Nov 15, 2001
I wrote to you back in August about some pretty intense feelings I was having about testing poz. You told me that the reaction I was having was NOT normal and could be quite dangerous. You urged me to seek immediate help, and I did.
For the past two months, things seemed to be going A-OK. The world wasn't coming to an end, and I wasn't going to kick it any time soon. I started antidepressants and began going to a support group.
Late last week all that changed. I seem to have started an uncontrollable slide right back to where I was. I am having the same worries, concerns, "visions" (wasting away in a hospice somewhere), etc.
Only this time I have something I didn't before- A sadness that is so HEAVY that I cannot begin to describe it to you. Last night, after I went to bed, I started crying, and the crying turned into uncontrollable screaming and wailing. It was terrible. I cried for so long (2 hours or so) and so hard, that my body physically hurt when I was done.
Dr. Shernoff, I am terrified of that happening again. I live by myself, and last nights incident scared me to death.
Do you have any idea why after such a long "good" spell, that came on so suddenly and so powerfully?
Is THAT normal?
I hold your opinion and advice in the highest regard and I am looking forward to hearing them.
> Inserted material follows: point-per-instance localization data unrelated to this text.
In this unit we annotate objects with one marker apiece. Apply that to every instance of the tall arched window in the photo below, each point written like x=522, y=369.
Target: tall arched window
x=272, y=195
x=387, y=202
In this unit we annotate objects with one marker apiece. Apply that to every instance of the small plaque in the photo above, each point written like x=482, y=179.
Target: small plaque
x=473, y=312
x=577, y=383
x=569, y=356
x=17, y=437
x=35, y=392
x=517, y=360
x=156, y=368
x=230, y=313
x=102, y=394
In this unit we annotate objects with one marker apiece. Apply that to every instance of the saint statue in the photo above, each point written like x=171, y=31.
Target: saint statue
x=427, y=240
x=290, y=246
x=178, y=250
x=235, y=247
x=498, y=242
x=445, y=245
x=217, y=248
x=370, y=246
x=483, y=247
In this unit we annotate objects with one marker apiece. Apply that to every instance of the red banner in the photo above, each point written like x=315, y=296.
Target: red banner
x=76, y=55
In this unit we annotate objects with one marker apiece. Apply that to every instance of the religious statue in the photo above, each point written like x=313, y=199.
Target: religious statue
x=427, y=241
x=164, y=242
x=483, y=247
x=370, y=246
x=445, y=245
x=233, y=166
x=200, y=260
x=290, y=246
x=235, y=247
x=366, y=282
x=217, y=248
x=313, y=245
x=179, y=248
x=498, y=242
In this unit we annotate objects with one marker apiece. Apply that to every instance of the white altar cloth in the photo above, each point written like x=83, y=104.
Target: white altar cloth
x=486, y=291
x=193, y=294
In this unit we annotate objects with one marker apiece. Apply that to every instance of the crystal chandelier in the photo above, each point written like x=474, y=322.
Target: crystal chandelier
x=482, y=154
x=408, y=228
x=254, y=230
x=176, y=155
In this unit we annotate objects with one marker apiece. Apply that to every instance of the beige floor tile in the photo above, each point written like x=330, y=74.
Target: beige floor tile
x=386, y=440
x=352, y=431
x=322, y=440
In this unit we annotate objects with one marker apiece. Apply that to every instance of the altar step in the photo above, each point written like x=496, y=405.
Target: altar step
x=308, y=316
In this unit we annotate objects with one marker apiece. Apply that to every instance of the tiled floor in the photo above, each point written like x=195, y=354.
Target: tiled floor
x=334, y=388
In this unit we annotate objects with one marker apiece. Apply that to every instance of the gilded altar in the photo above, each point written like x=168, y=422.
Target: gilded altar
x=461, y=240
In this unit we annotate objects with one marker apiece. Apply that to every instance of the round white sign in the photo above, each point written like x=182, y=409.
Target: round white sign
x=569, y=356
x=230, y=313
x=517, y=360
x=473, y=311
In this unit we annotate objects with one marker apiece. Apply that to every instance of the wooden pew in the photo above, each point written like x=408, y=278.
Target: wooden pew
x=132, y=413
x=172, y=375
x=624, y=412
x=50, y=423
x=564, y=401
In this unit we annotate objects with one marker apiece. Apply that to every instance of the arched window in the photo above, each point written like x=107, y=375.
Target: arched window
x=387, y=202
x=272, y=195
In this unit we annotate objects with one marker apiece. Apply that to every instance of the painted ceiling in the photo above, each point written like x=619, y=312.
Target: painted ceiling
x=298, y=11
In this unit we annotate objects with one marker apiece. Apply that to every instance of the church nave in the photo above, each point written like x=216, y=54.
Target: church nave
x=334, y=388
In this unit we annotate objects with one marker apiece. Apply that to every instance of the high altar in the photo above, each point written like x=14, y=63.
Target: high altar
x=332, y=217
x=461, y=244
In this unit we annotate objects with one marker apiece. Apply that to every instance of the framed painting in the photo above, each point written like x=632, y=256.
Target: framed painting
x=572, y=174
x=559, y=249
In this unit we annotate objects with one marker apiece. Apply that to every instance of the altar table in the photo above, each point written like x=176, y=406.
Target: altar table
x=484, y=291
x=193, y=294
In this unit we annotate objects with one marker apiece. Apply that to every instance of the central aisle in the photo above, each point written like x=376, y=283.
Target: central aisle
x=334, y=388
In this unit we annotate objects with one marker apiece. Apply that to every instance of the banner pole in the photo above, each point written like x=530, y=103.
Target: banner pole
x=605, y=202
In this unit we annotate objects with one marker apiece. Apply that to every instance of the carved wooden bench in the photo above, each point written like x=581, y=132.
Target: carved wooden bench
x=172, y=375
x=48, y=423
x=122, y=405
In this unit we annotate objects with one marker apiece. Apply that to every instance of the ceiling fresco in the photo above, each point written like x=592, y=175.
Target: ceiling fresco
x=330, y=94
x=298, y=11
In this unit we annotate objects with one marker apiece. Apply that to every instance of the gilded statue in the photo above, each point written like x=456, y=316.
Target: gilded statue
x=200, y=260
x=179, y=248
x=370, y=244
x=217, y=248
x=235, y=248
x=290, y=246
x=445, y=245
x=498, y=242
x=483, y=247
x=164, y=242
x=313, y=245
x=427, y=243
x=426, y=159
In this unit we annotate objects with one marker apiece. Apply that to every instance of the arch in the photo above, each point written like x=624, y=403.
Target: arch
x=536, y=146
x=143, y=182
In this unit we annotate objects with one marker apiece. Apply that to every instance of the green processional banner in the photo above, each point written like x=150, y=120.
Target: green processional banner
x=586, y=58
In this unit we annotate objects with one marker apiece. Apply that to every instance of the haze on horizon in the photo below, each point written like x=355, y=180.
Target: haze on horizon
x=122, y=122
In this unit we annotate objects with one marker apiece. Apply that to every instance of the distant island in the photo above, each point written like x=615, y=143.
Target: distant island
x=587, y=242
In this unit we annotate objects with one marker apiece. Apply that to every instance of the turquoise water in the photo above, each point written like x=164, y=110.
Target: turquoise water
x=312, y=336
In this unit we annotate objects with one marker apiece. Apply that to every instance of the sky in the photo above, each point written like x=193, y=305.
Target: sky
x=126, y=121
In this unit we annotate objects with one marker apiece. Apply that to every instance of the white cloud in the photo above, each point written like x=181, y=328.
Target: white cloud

Response from Mr. Shernoff
Since I am not familiar with what you and your counselor are discussing at this time I really can't say why your reactions have returned so suddenly. I urge you to call the mental health professional with whom you are working and ask for an extra session in order to discuss this situation with him or her. There are times in the course of psychotherapy when a person's symptoms return in direct response to either areas that are being explored during the course of counseling or due to new external events. Especially since I live and work in Manhatan, with numerous HIV positive patients, that the events of September 11 have triggered intense emotional reactions that are a return to a much more emotional fragile and vulnerable state. For some people the plane crash on Monday has reactivated all of their fears and distress. So with your not being my patient and my not having access to either your particular emotional reactions or where you are in the course of therapy it is simply impossible, and would be irresponsible for me to guess as to why you are responding now as you are. But your own therapist would be the best and most appropriate person to discuss this with and to help you move beyond your present distress.